What does the Catholic Church believe about the forgiveness of sins?
How does the Church communicate the merits of Christ's mercy to sinners?
The Church communicates the merits of Christ's mercy to sinners through the Mass and the sacraments and all the prayers and good works of the faithful.Are the sacraments necessary for salvation?
According to the way God has willed that we be saved the sacraments are necessary for salvation (John Hardon, The Question and Answer Catholic Catechism (Garden City: Image, 1981), Questions # 401, 402, 461, 462, 1119).
These words clearly express the official position of the Church of Rome. There is no salvation apart from participation in the sacraments of the Roman Catholic Church. There is no other means of obtaining saving grace.
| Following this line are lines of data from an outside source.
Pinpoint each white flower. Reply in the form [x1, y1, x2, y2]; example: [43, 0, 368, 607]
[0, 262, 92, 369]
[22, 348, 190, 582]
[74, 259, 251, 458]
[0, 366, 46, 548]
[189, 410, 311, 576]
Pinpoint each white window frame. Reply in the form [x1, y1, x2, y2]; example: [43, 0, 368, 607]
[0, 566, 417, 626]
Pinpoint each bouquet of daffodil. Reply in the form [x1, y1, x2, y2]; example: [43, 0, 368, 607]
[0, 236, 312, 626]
Hardon's words echo the teaching of the Council of Trent:
If any one saith that the sacraments of the New Law are not necessary unto salvation...and that without them, or without the desire thereof, men obtain from God, through faith alone, the grace of justification...let him be anathema (The Canons and Decrees of the Council of Trent. 6 "
Applying the proper rules of grammar, hermeneutics, considering the context of Christ's discourse in John 6:1-56, the statements Jesus made as to eating His body and drinking His blood is certainly not to be taken literally. Further, to the Roman Catholic the Eucharist is a sacrament that bestows grace and justification which is contrary to the teachings of God's word. Good works, rituals, ceremonies, and religious acts cannot save. Only the pure and perfect sacrifice of Jesus Christ on the cross saves when a person believes and accepts God's free gift of salvation as Ephesians 2:8-9 plainly state.
The Lord's Supper is an ordinance by which biblical born again Christians, in there assemblies, take the bread and cup which symbolically represents Christ's broken body and shed blood for the atonement of sin. It is an important memorial whereby true believers remember Christ's suffering for their sins, a time of thanksgiving, and a time to examine one's life for unconfessed sins. (1 Cor. 11:23-34).